What a government can try to change, however, is its facade: presenting itself as the champion of a grand pact and a national dialogue with the big landlords, the big bourgeoisie, and imperialism, giving the false impression that these sectors are open to negotiation and that they will voluntarily hand over the land, the surplus value they extract from the people, control of our resources, and our sovereignty. After centuries of exploitation and repression, the idea that good governance will make them “see reason” is, quite simply, a deception. Expectations are raised that it is enough to defeat a few recalcitrant far-right elements in the elections or to pressure Congress to pass laws “that benefit the people.” It is an exercise in legitimizing the existing order, a performance that masks exploitation with rhetoric of change and formal democracy, while the structures of power remain intact.

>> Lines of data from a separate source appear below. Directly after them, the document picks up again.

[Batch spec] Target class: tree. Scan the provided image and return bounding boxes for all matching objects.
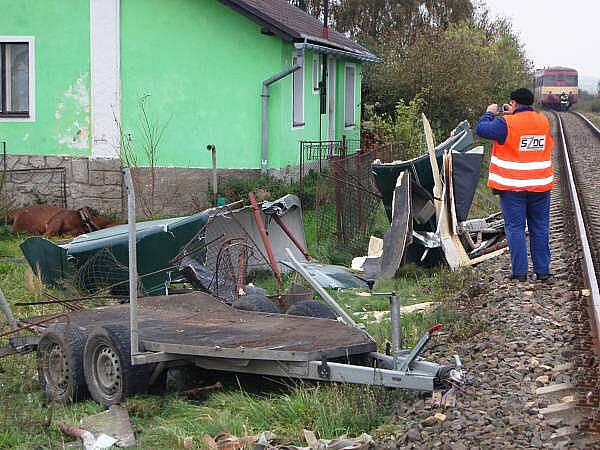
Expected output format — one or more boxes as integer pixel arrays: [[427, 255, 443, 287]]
[[335, 0, 531, 132]]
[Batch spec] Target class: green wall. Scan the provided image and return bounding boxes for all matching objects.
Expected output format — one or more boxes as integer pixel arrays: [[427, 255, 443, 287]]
[[0, 0, 360, 168], [121, 0, 283, 168], [0, 0, 90, 156], [121, 0, 360, 168]]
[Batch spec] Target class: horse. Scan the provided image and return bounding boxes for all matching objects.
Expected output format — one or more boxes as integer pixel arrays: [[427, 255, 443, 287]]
[[12, 205, 116, 237]]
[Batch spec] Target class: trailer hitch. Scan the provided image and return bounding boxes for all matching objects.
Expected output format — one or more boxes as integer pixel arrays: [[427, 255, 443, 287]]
[[398, 323, 442, 375]]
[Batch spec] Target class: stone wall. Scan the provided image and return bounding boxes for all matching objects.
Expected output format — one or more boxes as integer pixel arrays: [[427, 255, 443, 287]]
[[133, 167, 260, 216], [0, 155, 123, 214], [0, 155, 264, 217]]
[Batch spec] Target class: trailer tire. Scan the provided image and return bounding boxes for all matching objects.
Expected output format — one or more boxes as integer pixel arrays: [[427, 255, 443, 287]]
[[285, 300, 337, 320], [233, 294, 279, 313], [83, 324, 155, 406], [37, 327, 88, 403]]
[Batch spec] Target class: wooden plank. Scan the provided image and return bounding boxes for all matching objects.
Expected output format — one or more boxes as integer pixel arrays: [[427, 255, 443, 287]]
[[535, 383, 575, 395], [379, 171, 412, 278], [540, 400, 577, 415], [142, 339, 374, 361], [468, 247, 508, 266], [550, 426, 579, 439]]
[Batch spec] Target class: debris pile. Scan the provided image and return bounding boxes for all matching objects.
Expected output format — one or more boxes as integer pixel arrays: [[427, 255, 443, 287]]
[[352, 115, 505, 278]]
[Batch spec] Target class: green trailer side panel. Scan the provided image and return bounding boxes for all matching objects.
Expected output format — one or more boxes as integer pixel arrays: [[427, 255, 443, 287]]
[[21, 212, 209, 295], [0, 0, 90, 156]]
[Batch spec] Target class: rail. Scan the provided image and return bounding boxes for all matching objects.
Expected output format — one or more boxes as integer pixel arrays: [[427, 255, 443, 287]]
[[555, 113, 600, 344]]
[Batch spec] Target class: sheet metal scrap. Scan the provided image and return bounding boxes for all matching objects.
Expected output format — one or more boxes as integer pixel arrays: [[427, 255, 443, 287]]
[[353, 115, 505, 278]]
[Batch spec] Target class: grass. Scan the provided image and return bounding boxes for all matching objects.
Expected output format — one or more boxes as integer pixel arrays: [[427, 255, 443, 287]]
[[586, 113, 600, 127], [0, 204, 476, 449]]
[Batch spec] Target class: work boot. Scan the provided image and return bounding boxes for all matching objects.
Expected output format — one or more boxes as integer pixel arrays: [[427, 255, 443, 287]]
[[508, 274, 527, 283], [535, 273, 554, 283]]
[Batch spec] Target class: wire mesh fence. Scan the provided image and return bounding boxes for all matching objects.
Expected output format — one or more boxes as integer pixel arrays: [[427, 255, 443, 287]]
[[315, 152, 381, 255]]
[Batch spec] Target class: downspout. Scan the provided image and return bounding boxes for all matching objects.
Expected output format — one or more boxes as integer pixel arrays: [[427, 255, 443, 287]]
[[260, 42, 306, 175]]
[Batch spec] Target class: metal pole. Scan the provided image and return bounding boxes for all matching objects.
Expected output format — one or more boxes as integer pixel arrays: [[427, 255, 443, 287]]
[[260, 47, 306, 175], [123, 167, 140, 358], [206, 144, 219, 206], [390, 292, 402, 369], [285, 248, 362, 329], [0, 289, 19, 330]]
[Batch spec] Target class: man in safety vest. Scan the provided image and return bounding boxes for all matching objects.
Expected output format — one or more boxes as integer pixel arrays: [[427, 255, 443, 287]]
[[477, 88, 554, 281], [560, 92, 569, 111]]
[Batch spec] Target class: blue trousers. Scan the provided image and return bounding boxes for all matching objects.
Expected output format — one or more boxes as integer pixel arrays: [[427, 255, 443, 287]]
[[500, 191, 550, 275]]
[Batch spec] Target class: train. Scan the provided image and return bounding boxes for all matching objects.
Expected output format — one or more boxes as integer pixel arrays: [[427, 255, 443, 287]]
[[533, 67, 579, 110]]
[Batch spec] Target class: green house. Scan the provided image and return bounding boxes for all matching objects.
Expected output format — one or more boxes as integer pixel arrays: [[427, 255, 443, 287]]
[[0, 0, 377, 184]]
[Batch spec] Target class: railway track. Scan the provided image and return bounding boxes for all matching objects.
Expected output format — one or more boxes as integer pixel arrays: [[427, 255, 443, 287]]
[[551, 113, 600, 432], [557, 113, 600, 346]]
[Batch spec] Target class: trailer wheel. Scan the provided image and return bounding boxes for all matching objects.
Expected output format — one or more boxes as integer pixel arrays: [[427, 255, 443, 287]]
[[37, 327, 87, 403], [83, 324, 154, 406], [285, 300, 337, 320], [233, 294, 279, 313]]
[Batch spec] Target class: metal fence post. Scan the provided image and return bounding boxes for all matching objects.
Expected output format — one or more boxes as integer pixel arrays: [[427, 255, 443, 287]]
[[123, 167, 140, 364], [390, 292, 402, 369]]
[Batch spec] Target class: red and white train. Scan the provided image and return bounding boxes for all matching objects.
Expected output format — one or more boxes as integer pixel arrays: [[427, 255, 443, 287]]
[[533, 67, 578, 109]]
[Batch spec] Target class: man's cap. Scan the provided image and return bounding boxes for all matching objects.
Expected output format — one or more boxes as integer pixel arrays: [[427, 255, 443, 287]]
[[510, 88, 533, 105]]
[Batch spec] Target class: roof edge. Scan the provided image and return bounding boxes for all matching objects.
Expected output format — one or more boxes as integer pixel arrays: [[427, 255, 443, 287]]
[[219, 0, 301, 42]]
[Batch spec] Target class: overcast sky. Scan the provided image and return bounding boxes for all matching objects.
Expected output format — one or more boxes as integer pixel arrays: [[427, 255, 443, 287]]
[[483, 0, 600, 78]]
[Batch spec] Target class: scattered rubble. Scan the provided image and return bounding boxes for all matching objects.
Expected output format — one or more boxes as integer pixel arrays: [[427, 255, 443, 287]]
[[352, 115, 506, 278]]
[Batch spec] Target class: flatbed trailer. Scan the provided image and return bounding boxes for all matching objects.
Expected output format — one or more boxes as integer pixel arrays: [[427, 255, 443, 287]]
[[9, 169, 461, 405], [29, 292, 452, 405]]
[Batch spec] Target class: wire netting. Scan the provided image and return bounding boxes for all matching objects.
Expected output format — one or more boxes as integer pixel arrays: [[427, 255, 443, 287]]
[[315, 152, 381, 255]]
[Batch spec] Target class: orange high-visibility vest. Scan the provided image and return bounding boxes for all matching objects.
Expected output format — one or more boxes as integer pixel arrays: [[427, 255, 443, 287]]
[[488, 111, 554, 192]]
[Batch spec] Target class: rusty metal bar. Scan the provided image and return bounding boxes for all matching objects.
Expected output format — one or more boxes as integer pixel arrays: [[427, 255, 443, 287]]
[[0, 313, 66, 338], [248, 191, 283, 289], [271, 214, 312, 261]]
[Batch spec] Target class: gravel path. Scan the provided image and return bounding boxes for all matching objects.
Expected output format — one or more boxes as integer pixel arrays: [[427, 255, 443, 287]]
[[381, 115, 600, 450]]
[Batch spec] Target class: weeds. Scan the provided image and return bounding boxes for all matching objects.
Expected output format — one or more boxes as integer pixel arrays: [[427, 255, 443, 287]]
[[0, 207, 480, 449]]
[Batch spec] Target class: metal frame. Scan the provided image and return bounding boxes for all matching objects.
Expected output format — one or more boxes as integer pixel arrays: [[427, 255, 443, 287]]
[[123, 168, 461, 391]]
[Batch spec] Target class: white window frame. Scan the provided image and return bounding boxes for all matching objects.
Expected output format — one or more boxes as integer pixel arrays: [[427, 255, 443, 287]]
[[312, 53, 323, 94], [344, 63, 357, 130], [0, 36, 36, 122], [291, 53, 306, 130]]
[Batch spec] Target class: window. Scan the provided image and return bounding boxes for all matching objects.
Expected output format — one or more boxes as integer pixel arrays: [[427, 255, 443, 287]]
[[344, 64, 356, 128], [292, 56, 304, 127], [313, 55, 323, 93], [0, 38, 33, 118]]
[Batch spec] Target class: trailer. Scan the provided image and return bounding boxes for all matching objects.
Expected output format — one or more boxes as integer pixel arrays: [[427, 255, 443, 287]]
[[5, 169, 462, 405]]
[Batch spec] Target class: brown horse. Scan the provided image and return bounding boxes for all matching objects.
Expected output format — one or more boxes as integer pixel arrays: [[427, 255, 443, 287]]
[[12, 205, 116, 237]]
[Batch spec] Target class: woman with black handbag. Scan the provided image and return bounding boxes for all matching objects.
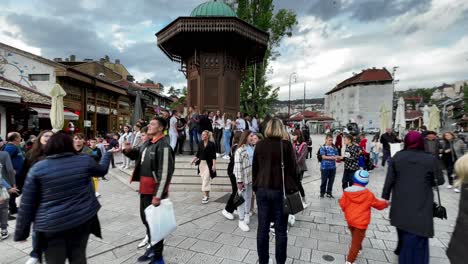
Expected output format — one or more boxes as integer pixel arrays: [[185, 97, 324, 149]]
[[382, 131, 444, 264], [252, 118, 302, 264], [222, 131, 243, 220], [192, 130, 216, 204]]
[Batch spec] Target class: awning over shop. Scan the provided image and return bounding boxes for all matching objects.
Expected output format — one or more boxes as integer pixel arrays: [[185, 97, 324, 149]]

Unions, associations, and young people remain in a state of waiting, pinning their hopes on changes coming from above. Popular organizations are thus placed at the service of the institutional structure of elections, subordinated to the logic of supporting the elections and then the president during his term, so that he may have more influence within Congress and promote one law or another. As a result, organizations are disarmed; corporatization replaces the class independence of democratic and revolutionary organizations; pacifism replaces militancy; and the class struggle is replaced by conciliation with the exploiters, by turning the other cheek.

On this May Day, International Workers’ Day, we call upon all the Colombian people: trade unionists, the militant youth, the peasant masses, and all workers. It is time to defend democracy and regain hope.

Defending democracy means strengthening the class independence of labor unions, building organizations that break with the patronage and corporatism that keep them mired in lethargy, and building grassroots organizations that win and defend rights—just as the people have always done—through struggle. Defending democracy also means defending the democratization of land: land for those who work it, by dismantling the latifundium, one of our nation’s most profound problems. This is not achieved through agreements with big landlords like Lafaurie, nor by purchasing marginal plots that they choose to offer at exorbitant prices, but by supporting the peasant struggle for the right to land.

Defending democracy means raising the consciousness of all those masses who do not vote today—not so that they might renew their trust in a political system that has never done them any good, but so that they might organize themselves and transform their unconscious electoral boycott into a conscious struggle for their rights and against the exploitative state. The struggle for democracy is the struggle for the right to rebellion that peoples have always possessed against those who exploit them. It is the fighting spirit in pursuit of true national independence. Or would independence from the Spanish crown have been achieved by opening a dialogue with the kings and the Murillos?

To regain hope is to regain the conviction that it is possible to change this society from the ground up, to renounce the “better than nothing” mentality, to stop settling for crumbs. It means believing in a free and sovereign country. Gaining hope means having faith that real change is achieved through popular organization, the head-on struggle against the state and the ruling classes it protects, and the conquest of the rights that have been denied to us for centuries. Less circus and more struggle: only in this way will we build a free and sovereign country.